# Ship building takes a step in the right direction



## 46616 (Apr 24, 2010)

Hi all,

I thought that this might be of some interest:

http://www.britishseafarers.co.uk/billionaire-offers-uk-ship-building-hopes/

I hope that something comes of it; it would be excellent for a UK yard to do well.


----------



## RHP (Nov 1, 2007)

Let's hope it works out!


----------



## Keltic Star (Jan 21, 2006)

Interesting post, I wish them well. If they could break BAE's hold on military ship construction everyone could come out a winner.


----------



## Dickyboy (May 18, 2009)

More potentially good news.
It does make me wonder why it was all closed down, at the loss of many jobs, to potentially open up in another guise a couple of years later though??
There is a large market worldwide for less sophisticated and smaller warships, like the few that were built for (I think) Brazil recently. BAE turned their nose up at going for this market in a big way, perhaps they now have the chance to build such ships in Pompey. Perhaps it's not glamorous enough for them. 
Both on the Clyde and in Pompey it's all just talk at the moment of course, it remains to be seen if anything actually gets done. 

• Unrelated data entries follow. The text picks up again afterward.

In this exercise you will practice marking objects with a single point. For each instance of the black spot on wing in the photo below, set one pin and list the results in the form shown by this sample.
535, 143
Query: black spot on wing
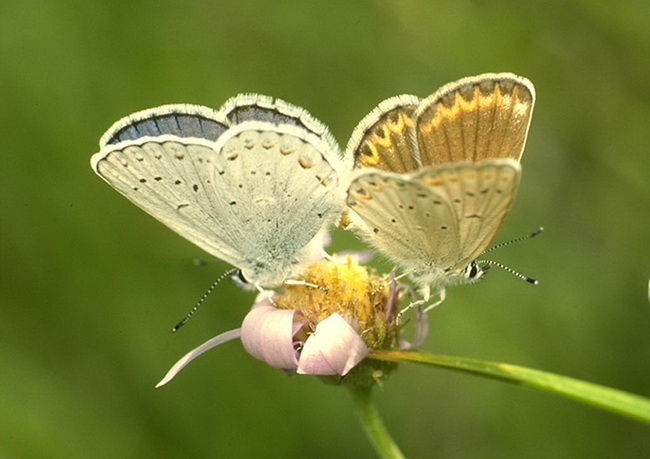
178, 124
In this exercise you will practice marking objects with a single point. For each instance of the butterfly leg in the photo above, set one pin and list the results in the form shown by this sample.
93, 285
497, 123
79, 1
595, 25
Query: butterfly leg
304, 284
441, 294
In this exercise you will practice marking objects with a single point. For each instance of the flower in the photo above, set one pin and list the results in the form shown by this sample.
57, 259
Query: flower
324, 323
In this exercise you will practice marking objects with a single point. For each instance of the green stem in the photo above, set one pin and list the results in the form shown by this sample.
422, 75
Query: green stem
373, 425
613, 400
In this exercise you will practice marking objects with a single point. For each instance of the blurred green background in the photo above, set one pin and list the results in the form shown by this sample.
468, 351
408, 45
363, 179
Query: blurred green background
90, 284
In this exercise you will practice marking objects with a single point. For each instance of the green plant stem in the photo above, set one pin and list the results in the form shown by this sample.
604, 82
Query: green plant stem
373, 424
613, 400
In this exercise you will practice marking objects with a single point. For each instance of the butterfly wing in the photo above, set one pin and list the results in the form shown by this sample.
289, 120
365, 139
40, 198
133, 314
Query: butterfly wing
475, 119
171, 162
440, 218
481, 196
383, 138
408, 221
276, 190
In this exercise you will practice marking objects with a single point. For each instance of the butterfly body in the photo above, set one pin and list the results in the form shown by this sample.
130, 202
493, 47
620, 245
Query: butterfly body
435, 178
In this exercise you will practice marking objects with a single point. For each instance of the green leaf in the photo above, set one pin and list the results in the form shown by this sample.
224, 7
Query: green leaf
606, 398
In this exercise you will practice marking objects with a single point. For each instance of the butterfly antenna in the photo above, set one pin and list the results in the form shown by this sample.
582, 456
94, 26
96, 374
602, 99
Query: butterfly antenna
202, 299
507, 269
514, 241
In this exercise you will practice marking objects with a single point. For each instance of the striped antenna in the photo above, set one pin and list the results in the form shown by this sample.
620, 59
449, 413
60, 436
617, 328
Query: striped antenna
203, 298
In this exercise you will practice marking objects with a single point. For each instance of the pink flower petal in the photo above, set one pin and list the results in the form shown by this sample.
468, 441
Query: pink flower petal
187, 358
267, 334
334, 348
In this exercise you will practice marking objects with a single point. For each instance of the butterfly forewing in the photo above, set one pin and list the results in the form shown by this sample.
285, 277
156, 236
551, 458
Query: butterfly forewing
181, 120
161, 177
475, 119
252, 184
383, 138
279, 191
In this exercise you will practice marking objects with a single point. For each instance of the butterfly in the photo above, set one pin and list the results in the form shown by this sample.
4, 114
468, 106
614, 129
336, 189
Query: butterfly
435, 178
254, 183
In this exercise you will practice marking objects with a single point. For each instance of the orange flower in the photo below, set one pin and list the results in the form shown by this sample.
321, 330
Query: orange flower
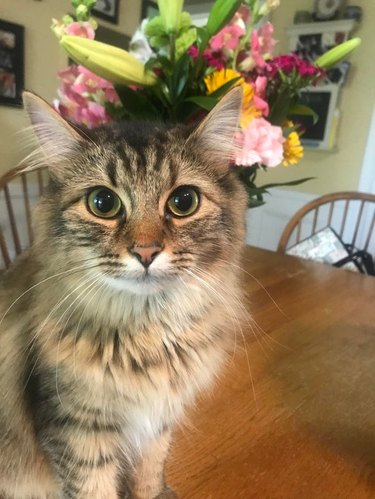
219, 78
293, 149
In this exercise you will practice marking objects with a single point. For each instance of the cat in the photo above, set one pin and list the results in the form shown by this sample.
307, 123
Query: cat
124, 307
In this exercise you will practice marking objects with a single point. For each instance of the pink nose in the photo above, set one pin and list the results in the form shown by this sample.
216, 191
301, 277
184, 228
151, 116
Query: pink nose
146, 253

http://www.portsmouth.co.uk/news/bu...ake-over-shipbuilding-in-portsmouth-1-6551463


----------



## Ron Stringer (Mar 15, 2005)

Maybe he intends to build another Titanic. Wasn't there a buyer in Australia looking for just such an opportunity? [=P]


----------



## stoker (Jul 18, 2005)

The Irish Naval Service have built four Patrol vessels in Appledore with a fifth building currently, one, LE Niamh, is in the med. rescuing migrants right now. The fourth vessel, LE James Joyce, was scheduled to go on sea trials on the 17th Feb.this was put back to the 5th March, the vessel was eventually handed over mid July,almost four months late. Does this sound familiar ?


----------



## fred henderson (Jun 13, 2005)

Interesting information Stoker. I edited your post, merely to remove a duplicated sentance.


----------



## tiachapman (Mar 25, 2008)

about time too


----------



## stoker (Jul 18, 2005)

Thanks Fred.


----------